Traditional Indian wrestling first began to decline in the north after the medieval Muslim invasions when influences from Persian wrestling were incorporated into native malla-yuddha. Under Mughal rule, courtly fashion favoured the Persianate pehlwani style. Traditional malla-yuddha remained popular in the south, however, and was particularly common in the Vijayanagara Empire. The 16th-century Jaina classic Bharatesa Vaibhava describes wrestlers challenging their opponents with grunts and traditional signs of patting the shoulders. Sculptures at Bhatkal depict wrestling matches, including female wrestlers. As part of his daily routine, the king Krishna Deva Raya would rise early and exercise his muscles with the gada (mace) and sword before wrestling with his favourite opponent. His many wives were tended to by only female servants and guards, and among the 12,000 women in the palace were those who wrestled and others who fought with sword and shield. During the Navaratri festival, wrestlers from around the empire would come to the capital in Karnataka to compete in front of the king, as described by the Portuguese traveller Domingo Paes.
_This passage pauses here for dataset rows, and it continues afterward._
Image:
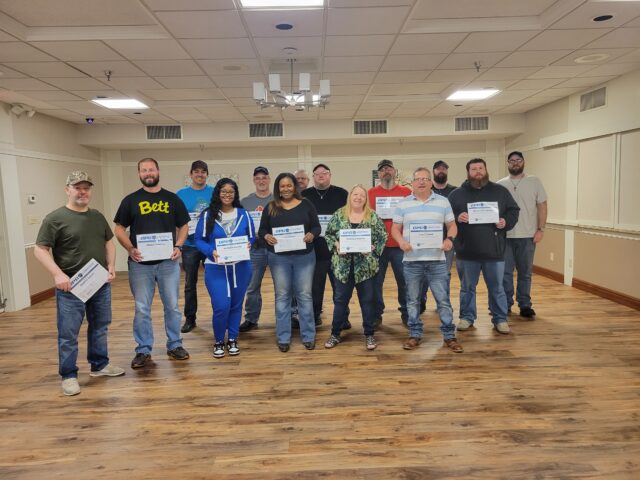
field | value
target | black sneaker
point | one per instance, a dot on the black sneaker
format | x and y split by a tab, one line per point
232	347
527	312
189	324
247	326
218	350
178	353
140	360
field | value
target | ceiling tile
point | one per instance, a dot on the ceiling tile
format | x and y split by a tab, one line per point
355	21
149	49
21	52
562	39
91	50
413	62
203	24
169	68
533	58
424	43
494	41
356	45
222	48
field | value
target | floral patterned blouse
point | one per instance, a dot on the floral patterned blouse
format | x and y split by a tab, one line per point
365	266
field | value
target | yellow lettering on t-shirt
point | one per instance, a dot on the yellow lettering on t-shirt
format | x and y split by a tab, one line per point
147	207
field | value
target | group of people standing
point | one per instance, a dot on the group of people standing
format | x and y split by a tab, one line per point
304	234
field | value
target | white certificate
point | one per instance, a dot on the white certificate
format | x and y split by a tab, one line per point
324	221
483	212
289	238
425	235
88	280
232	249
385	206
256	217
155	246
193	222
355	240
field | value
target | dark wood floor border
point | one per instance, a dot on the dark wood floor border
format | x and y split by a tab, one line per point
42	296
545	272
612	295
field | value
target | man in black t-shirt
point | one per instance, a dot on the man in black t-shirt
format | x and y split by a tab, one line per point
158	225
327	199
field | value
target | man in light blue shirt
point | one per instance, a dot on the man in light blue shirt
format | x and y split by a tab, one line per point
196	198
417	227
Then the wrestlers begin their play. Their wrestling does not seem like ours, but there are blows (given), so severe as to break teeth, and put out eyes, and disfigure faces, so much so that here and there men are carried off speechless by their friends; they give one another fine falls too.
Malla-yuddha is now virtually extinct in the northern states, but most of its traditions are perpetuated in modern kusti. The descendents of the Jyesti clan continued to practice their ancestral arts of malla-yuddha and vajra-musti into the 1980s but rarely do so today. Malla-yuddha has survived in south India however, and can still be seen in Karnataka and pockets of Tamil Nadu today.